Hong Kong afronta el coronavirus malherida tras meses de protestas
Las cifras diarias de visitantes de la parte continental eran de 200.000 al día a principios de 2019, 100.000 en enero de este año y 3000 en la actualidad
PekínLa jefa ejecutiva de Hong Kong, Carrie Lam, elegida por el Gobierno chino, afronta estos días su enésima ola de contestación interna por su decisión de mantener abiertas las fronteras con la parte continental del país en medio de la epidemia de coronavirus.
Tras la presión de la población, Lam, que cuenta con una de las valoraciones ciudadanas más bajas de la historia de la ciudad, cerró nueve de los 12 pasos fronterizos y decretó que los que los cruzan deben permanecer en cuarentena 14 días. Pero esto no ha hecho disminuir las críticas.
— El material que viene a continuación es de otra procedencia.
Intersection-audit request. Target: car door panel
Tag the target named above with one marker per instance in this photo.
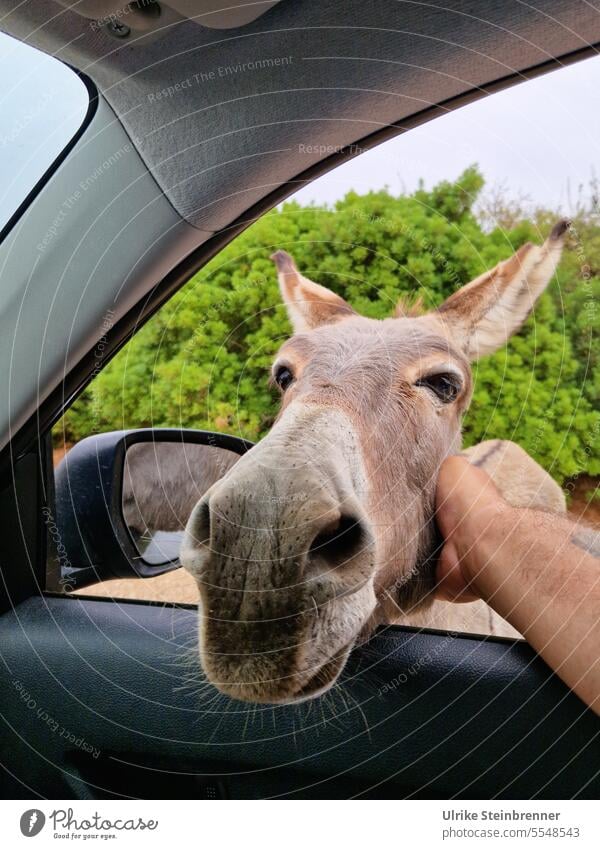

Hong Kong, que forma parte de China desde 1997 pero cuenta con derechos y libertades especiales bajo el principio de “Un país, dos sistemas”, no termina de salir de una crisis y ya tiene un pie en la siguiente. La ciudad ve crecer el número de contagios -cuenta con cerca de 60 y un fallecido- cuando todavía arrastra un fuerte descontento social que condujo el pasado año a meses de fuertes protestas prodemocracia. Además, la recesión económica desatada por estas y por los coletazos de la guerra comercial entre Pekín y Washington ha hecho mella.
El director del diario hongkonés South China Morning Post, Yonden Lhatoo, aseguraba en un vídeo de opinión publicado a principios de este mes que la epidemia de coronavirus ha llegado en un momento de atmósfera social “tóxica”.